Numerical Approximations of Governing Equations

This tutorial discusses the effect of numerically solving governing equations on model uncertainty. The following focuses on models based upon partial differential equations, but the points raised below apply to a much broader class of numerical models.

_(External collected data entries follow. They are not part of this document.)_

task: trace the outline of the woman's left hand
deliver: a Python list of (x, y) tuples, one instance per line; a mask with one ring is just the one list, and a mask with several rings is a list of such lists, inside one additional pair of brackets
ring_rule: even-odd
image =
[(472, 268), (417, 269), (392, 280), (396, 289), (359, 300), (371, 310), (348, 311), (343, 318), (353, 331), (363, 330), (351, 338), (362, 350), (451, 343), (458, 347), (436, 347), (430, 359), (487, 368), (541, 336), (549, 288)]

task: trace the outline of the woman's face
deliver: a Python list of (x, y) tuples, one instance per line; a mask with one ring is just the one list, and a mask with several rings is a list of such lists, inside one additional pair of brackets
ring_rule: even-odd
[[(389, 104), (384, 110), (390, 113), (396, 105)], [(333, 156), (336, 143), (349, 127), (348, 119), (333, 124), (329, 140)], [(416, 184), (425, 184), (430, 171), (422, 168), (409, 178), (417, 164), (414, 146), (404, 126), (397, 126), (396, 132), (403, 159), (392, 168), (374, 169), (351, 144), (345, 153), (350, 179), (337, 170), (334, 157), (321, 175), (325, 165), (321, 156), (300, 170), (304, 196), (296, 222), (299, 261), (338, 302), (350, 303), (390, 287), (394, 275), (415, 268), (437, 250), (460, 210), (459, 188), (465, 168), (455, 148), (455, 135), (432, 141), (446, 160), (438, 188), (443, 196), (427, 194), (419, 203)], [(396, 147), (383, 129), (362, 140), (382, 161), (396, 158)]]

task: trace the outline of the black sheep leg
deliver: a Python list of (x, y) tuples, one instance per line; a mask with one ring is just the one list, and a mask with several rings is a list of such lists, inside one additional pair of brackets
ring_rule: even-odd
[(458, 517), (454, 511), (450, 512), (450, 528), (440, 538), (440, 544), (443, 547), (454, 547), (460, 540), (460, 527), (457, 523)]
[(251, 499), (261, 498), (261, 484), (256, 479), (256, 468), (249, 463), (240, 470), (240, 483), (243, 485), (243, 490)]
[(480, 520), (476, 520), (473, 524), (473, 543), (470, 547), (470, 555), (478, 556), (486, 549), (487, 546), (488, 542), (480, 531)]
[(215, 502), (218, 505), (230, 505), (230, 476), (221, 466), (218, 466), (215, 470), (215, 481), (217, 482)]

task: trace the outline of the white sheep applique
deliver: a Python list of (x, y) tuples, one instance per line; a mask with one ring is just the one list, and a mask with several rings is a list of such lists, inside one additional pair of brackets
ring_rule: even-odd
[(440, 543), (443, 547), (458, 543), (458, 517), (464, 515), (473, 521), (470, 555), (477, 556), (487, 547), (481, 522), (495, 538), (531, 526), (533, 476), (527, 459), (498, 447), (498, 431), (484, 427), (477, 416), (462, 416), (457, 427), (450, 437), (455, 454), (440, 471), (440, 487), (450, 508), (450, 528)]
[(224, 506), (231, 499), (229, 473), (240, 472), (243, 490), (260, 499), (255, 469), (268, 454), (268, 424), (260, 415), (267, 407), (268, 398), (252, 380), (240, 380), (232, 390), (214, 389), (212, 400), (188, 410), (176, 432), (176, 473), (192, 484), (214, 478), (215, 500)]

Partial Differential Equations

We seek to quantify uncertainty in a broad class of stochastic partial differential equations (PDE). Let \(D\subset\mathbb{R}^\ell\), for \(\ell=1,2,\) or \(3\) and \(\text{dim}(D)=\ell\), be a physical domain; \(T>0\) be a real number; and \(\rvdom\subseteq \mathbb{R}^{d}\), for \(d\geq 1\) and \(\text{dim}(\rvdom)=d\), be the stochastic space. The PDE is defined as

\[\begin{split}\left\{ \begin{array} {ll} u_t(x,t,\rv) = \mathcal{L}(u), &\\ \mathcal{B}(u(x, t, \rv)) = 0, & \\ u(x, 0, \rv) = u_0(x, \rv), & %% D\times\{t=0\}\times \rvdom \end{array} \right.\end{split}\]

where \(t\) is the time, \(x=(x_1,\dots,x_\ell)\) is the physical coordinate, \(\mathcal{L}\) is a (nonlinear) differential operator, \(\mathcal{B}\) is the boundary condition operator, \(u_0\) is the initial condition, and \(\rv=(\rv_1,\dots,\rv_{d})\in \rvdom\) are a set of random variables characterizing the random inputs to the governing equation. The solution \(u \in V\) is a vector-valued stochastic quantity

\[u:\bar{D}\times[0,T]\times \rvdom\to\mathbb{R}^{n},\]

for some suitable function space \(V\) and where \(\bar{D} = D \times \partial D\) is the closure of the interior domain. As an example, \(u(x,t, \rv)\) can be a vector of temperatures, pressures, and velocities for a specific location in the domain \(x\), specific time \(t\), and for a specific realization \(\rv\) of the stochastic variable \(\rv\).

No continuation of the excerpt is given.